Olehnya itu, pihak kepolisian harus memproses dugaan tersebut. Sebab, sudah ada kerugian negara yang disebabkan olehnya perusahaan tersebut. Apalagi, aktivitas pemuatan ore nikel menggunakan jalan umum ini sudah berlangsung lama.
“Sudah lima tahun mereka lakukan aktivitas ini. Makanya, kami meminta pihak kepolisian agar menyelidiki kasus ini. Dan pihak ST. Nikel sudah mengakui sendiri bahwa mereka tidak memiliki izin dari Pemkot.
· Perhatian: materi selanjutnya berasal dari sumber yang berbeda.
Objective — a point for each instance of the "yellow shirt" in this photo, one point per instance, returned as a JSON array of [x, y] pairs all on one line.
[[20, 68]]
Makanya, saya meminta komitmen aparat kepolisian, khususnya Ditres Krimsus Polda Sultra untuk penegakan hukum,” tegasnya, Selasa 14 April 2020.
Tando Wuna juga menyoroti pernyataan pihak Ditres Krimsus Polda Sultra, yang mengaku sudah pernah memproses ST. Nikel Resourches namun tak menemukan bukti-bukti illegal atas aktivitas perusahaan tambang tersebut.
Menurutnya, kemampuan penyidik Mapolda Sultra dalam mengungkap tindak kejahatan pertambangan patut dipertanyakan. Bagaimana tidak, aparat kepolisian dinilai talking jeli dalam menemukan pelanggaran tersebut. Padahal, secara jelas terdapat beberapa dokumen perizinan yang tak dimiliki.
“Yah, saya menilai mereka (penyidik) tak jeli. Makanya, saya meminta komitmen kepolisian untuk melakukan penyelidikan secara serius,” pintanya.
Sementara itu, Kadis Perhubungan Provinsi Sultra, Hado Hasina menyebutkan, bahwa terdapat dua dokumen perizinan yang tak dimiliki oleh pihak PT. ST. Nikel Resourches, yakni izin kompensasi penggunaan jalan umum dan izin pengangkutan barang khusus.
Menurutnya, seyogyanya izin pengangkutan barang khusus tersebut sudah dimiliki PT. ST. Nikel Resourches. Sebab, pemerintah mewajibkan pengurusan dokumen perizinan itu sejak 2009 lalu.
“Ore ini kan masuk kategori barang khusus. Makanya perusahaan tambang diwajibkan mengantongi izin pengangkutan barang khusus tersebut,” ungkap Hado Hasina.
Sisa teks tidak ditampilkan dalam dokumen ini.